Be very careful in writing and emails.  I cannot stress this enough.  When you need to disagree with something that has been written or stated elsewhere, be very careful with how you go about this.  Acknowledge that the other party has made an assertion, and acknowledge any amount of truth in it that you can.  Bear in mind that most people make assertions based on something they have learned through their experience, so they're not trying to be wrong (and they may not be wrong at all).  That's why acknowledging any truth that you can is so helpful--it shows the other party that you're trying to understand how they see this.  Then, make a statement of disagreement such as:
  • "Given that, we have yet to find any evidence to support/disprove..."
  • "In light of this, we have found..."
  • "However, it has been my/our experience that..."
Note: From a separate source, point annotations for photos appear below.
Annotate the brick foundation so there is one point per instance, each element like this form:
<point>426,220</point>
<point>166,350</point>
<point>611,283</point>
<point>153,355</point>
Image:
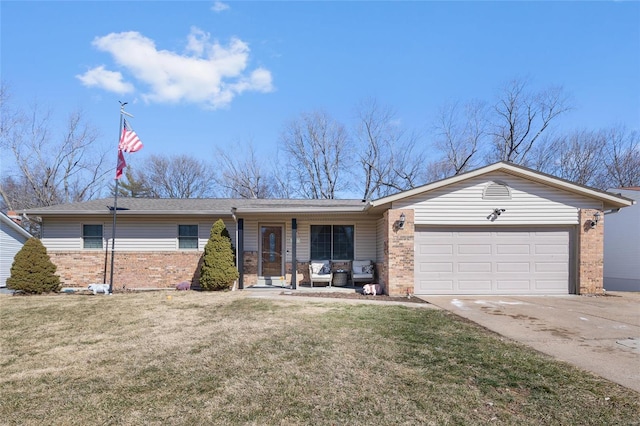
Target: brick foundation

  • "My/Our experience of this has been different."
  • "However, we think/believe...because of...."
  • "Regardless, it is our recommendation that we...because...."
  • "After reading your email, we felt some additonal research was necessary, so we called the state inspection board/went back through the 2006 IBC/shook our Magic 8-Ball, and found that..."
The final statement in that list is especially useful.  When you disagree on a factual point, have the resources to back you up handy, and send them along with your email.  This cuts short any back-and-forth between the parties and keeps the discussion moving forward.  Be sure that you frame your disagreement in such a way that it is in the service of the job.  You want to make sure everyone's on the same page, or you know that this contractor or enegineer does great work and you want to make sure that this one little thing doesn't trip them or the design team up on the project, etc.  

It may seem like we're doing a bit of fancy footwork and almost being extra nice to others, but that's hardly the point.  Think about it: do you like being told that you're wrong?  Do you relish someone verbally gut-punching you with "No, moron, that's not how we do that"?  And do you like being told that by someone who knows less than you or is way younger than you?  Then why should it be any different for how you treat others?  Remember that as an intern, you may be disagreeing with electricians who have been wiring buildings since you were in third grade.  You'll be challenging architects who are licensed, and you're not.  You may be telling a world-class brain surgeon what he has to have in his surgery center, whether he wants it or not.  Speaking a correction respectfully to others gets you much farther than just being right ever does.